The North Korean crisis: A Jewish perspective

'The longer good people who are truly peace-loving and seekers of the good wait to act, the more tragic and disastrous will the results be.'

Mordechai Sones,

North Korean flag
North Korean flag
Reuters

Rabbi David Bar-Hayim, head of Machon Shilo, spoke about the current crisis surrounding North Korea: "Evil cannot and must not be appeased. One would have thought, with humanity's experience of dealing, or not dealing, in time with Hitler for example, that everyone would have understood by now that such manifestations of evil must be dealt with as soon as they appear. And the longer that good people, people with positive intentions, people with a moral sensibility, people who are truly peace-loving and seekers of the good, the longer such people wait to act, the more tragic and disastrous will the results be.

"It is clear for example in the case of Hitler and his regime that had they been confronted forcefully in the mid-30's then the Second World War and everything that flowed from it, with all its ramifications, with all its immense loss of life and destruction, the vast majority of that would have been avoided.

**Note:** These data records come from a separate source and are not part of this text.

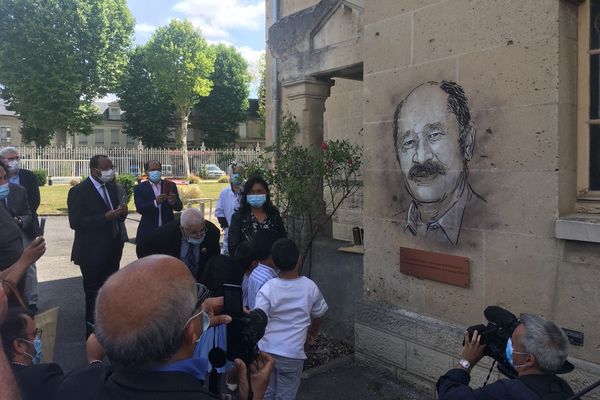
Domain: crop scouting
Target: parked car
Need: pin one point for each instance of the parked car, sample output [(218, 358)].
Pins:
[(214, 172)]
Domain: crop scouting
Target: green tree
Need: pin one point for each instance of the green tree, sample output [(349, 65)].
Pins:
[(262, 93), (219, 113), (56, 56), (180, 64), (148, 112)]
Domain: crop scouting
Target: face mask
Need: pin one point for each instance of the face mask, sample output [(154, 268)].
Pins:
[(509, 354), (256, 200), (4, 190), (14, 165), (37, 346), (154, 176), (107, 176)]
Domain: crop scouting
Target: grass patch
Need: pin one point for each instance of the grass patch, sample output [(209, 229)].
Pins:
[(54, 198)]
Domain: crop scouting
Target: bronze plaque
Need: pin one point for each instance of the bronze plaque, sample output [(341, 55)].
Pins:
[(435, 266)]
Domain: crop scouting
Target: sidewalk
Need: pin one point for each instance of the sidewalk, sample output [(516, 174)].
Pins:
[(61, 284)]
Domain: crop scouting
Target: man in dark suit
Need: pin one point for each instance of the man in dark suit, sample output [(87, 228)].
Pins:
[(150, 316), (26, 179), (95, 214), (155, 199), (22, 343), (191, 239)]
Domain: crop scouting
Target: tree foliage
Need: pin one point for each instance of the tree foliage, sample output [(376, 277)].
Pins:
[(299, 175), (219, 113), (56, 56), (180, 63), (148, 112)]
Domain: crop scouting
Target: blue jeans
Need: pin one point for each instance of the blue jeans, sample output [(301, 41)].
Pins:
[(285, 378)]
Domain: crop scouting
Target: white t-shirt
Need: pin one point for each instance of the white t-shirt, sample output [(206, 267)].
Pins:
[(289, 304)]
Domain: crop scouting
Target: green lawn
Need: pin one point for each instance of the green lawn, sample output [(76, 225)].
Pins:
[(54, 198)]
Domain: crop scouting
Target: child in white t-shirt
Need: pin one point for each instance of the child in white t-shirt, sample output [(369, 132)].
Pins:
[(294, 305)]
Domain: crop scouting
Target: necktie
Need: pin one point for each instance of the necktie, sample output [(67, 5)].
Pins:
[(115, 224), (190, 260)]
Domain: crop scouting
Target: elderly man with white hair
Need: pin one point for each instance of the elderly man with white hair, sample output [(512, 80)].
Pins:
[(190, 238), (26, 178)]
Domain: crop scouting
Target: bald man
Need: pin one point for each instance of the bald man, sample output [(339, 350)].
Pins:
[(148, 320), (190, 238)]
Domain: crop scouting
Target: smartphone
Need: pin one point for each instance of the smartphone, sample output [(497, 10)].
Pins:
[(42, 225), (232, 300)]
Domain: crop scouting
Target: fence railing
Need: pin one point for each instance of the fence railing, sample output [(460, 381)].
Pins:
[(67, 161)]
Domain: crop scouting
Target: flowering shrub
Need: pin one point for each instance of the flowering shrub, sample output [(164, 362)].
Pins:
[(308, 184)]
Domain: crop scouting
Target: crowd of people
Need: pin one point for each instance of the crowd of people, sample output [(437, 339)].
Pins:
[(157, 328)]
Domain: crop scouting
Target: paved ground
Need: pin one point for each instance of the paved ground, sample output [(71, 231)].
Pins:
[(60, 284)]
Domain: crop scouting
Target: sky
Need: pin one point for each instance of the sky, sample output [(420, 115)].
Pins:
[(240, 23)]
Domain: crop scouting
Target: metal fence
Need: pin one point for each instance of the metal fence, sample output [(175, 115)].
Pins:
[(74, 161)]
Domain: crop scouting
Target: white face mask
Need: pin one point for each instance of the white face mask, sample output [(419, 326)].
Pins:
[(14, 165), (107, 176)]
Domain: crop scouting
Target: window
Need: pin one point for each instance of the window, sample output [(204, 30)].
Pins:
[(588, 113), (114, 136), (99, 133), (5, 134)]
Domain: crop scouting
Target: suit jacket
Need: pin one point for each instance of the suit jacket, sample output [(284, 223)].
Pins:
[(38, 382), (110, 383), (18, 205), (167, 240), (144, 203), (28, 180), (95, 242)]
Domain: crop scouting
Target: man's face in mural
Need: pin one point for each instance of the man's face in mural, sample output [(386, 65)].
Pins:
[(429, 152)]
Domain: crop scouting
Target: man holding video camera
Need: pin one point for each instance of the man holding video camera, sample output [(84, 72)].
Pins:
[(537, 350)]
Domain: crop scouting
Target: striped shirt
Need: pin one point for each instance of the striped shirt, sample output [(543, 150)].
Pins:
[(259, 276)]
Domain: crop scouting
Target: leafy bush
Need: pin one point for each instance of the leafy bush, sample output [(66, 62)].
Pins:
[(192, 179), (41, 175), (128, 182)]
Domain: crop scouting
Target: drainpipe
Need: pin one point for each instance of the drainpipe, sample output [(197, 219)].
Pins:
[(275, 88)]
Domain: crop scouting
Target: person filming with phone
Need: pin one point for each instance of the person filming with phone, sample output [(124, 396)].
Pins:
[(534, 353), (155, 199)]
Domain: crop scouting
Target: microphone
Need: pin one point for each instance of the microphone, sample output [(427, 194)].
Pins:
[(501, 317)]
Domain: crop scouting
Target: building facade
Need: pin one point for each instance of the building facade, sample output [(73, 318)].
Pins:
[(479, 124)]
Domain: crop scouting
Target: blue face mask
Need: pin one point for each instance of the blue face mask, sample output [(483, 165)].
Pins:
[(510, 352), (256, 200), (37, 346), (154, 176), (4, 190)]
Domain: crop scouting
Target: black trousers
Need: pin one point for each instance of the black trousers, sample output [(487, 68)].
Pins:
[(94, 276)]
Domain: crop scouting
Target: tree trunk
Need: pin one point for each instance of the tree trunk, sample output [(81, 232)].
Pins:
[(184, 116)]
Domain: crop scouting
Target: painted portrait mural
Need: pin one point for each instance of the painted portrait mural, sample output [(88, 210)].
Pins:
[(434, 139)]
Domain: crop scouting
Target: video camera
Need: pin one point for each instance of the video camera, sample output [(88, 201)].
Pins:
[(245, 330), (501, 325)]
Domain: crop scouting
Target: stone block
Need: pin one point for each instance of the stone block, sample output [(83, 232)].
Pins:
[(521, 272), (380, 345), (576, 298), (379, 147), (426, 362), (388, 44), (516, 139), (383, 91), (483, 24), (383, 9), (520, 74), (510, 205)]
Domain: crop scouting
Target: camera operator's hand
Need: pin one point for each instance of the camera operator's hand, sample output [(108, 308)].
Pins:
[(473, 349), (213, 306), (260, 372)]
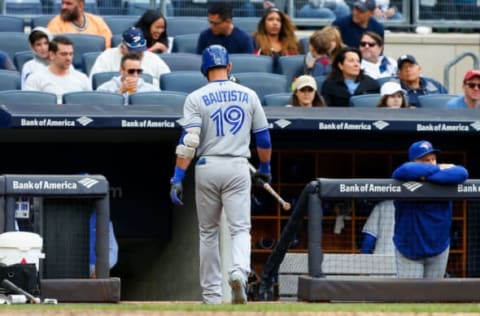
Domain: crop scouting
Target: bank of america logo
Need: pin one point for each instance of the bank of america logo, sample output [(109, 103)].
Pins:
[(88, 182), (412, 185), (84, 120)]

"Unfortunately the West today, which is heavily and seriously influenced by moral relativism led by the western liberal Left, which would like to belie that all human beings, and therefore by extension all regimes, all cultures, all civilizations, all political systems are well-intentioned and would like to sit down and discuss things and arrive at some modus vivendi, reach some understanding, and that all people would prefer the way of peace and morality and prosperity to the ways of war and aggression. That is a very naïve belief. It would be nice if it were true. But it is not true, and a mature, reasonable person knows that this is not the case."